Nicolas monta ensuite voir Geneviève, qui ne dormait pas. Assise dans son lit, elle serrait contre son cœur un pantin de chiffon, et de grosses larmes coulaient sur ses joues. Il tenta de la consoler, lui expliquant la situation avec des mots simples et sans entrer dans les détails. Il la borda et elle s’endormit presque aussitôt. Cyrus, qui avait accompagné le commissaire, jouait languissamment avec une boulette de papier, la mâchouillant de ses vieilles dents. Intrigué, Nicolas la lui tira de la bouche et, après l’avoir dépliée, l’approcha de son bougeoir. Il découvrit avec stupeur et une espèce de jubilation une écriture qu’il connaissait. C’était celle de Claude Galaine, le père d’Élodie, mort en Nouvelle-France. Il s’agissait de ses dernières volontés écrites sur un parchemin de petit format, plié et replié.
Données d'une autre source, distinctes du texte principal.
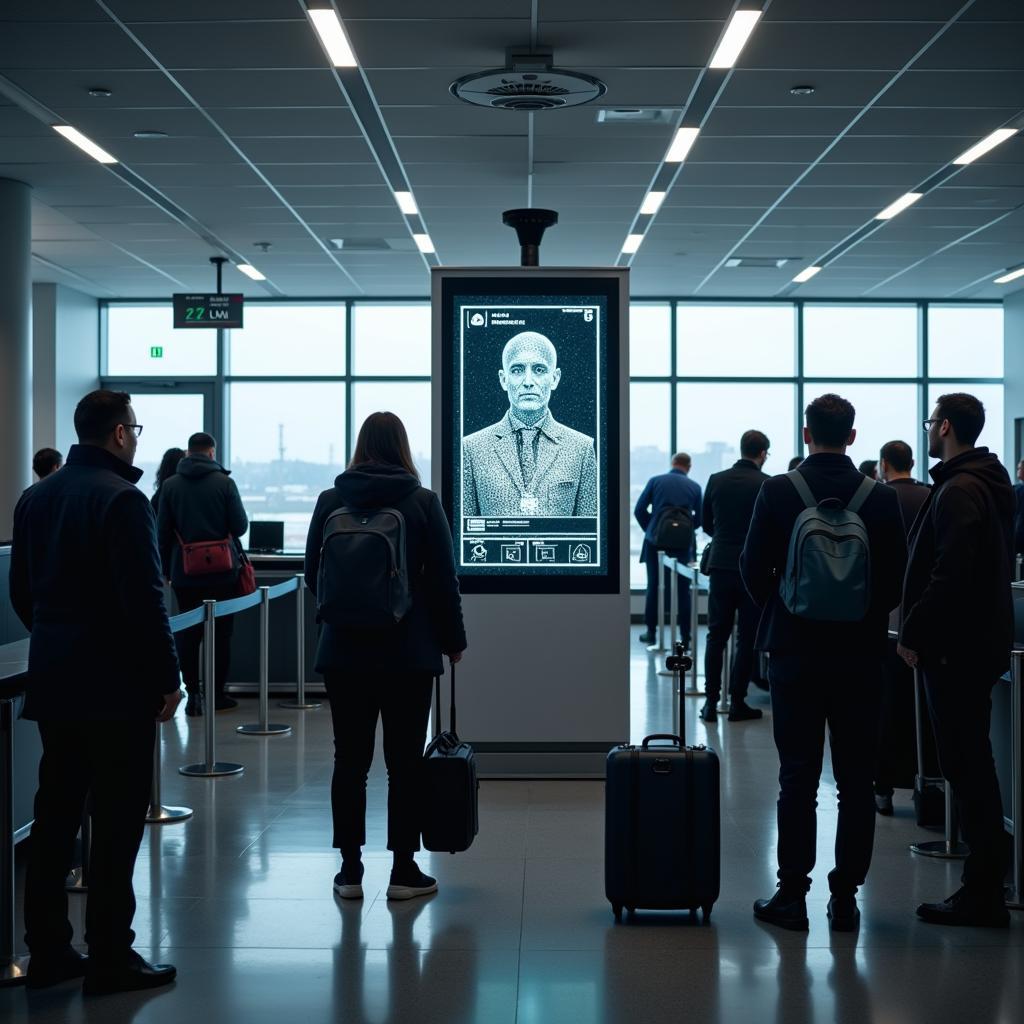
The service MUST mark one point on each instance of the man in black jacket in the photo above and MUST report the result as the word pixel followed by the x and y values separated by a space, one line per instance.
pixel 201 502
pixel 822 673
pixel 85 581
pixel 728 506
pixel 957 628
Elles portaient clairement que toute sa fortune, énumérée en bas du document et qui consistait en une masse considérable de capitaux placés et de propriétés, devait revenir à sa fille unique, Élodie. Toutefois, elle n’en aurait que l’usufruit, dans l’attente de son premier-né mâle qui en serait l’héritier : Si par malheur elle venait à décéder fille, l’héritage reviendrait au premier-né mâle de Charles Galaine. Voilà qui ouvrait d’intéressantes perspectives. L’essentiel, à présent, était de savoir qui détenait ce document et qui avait pu en prendre connaissance. Nicolas fouilla dans les jouets de la petite fille, et il tomba sur un collier de perles noires, identiques à celle trouvée dans la main d’Élodie, le tout provenant sans conteste possible de l’objet volé à Naganda. Sans doute, Geneviève, séduite par ces perles, les avait-elle renfilées pour se constituer un bijou.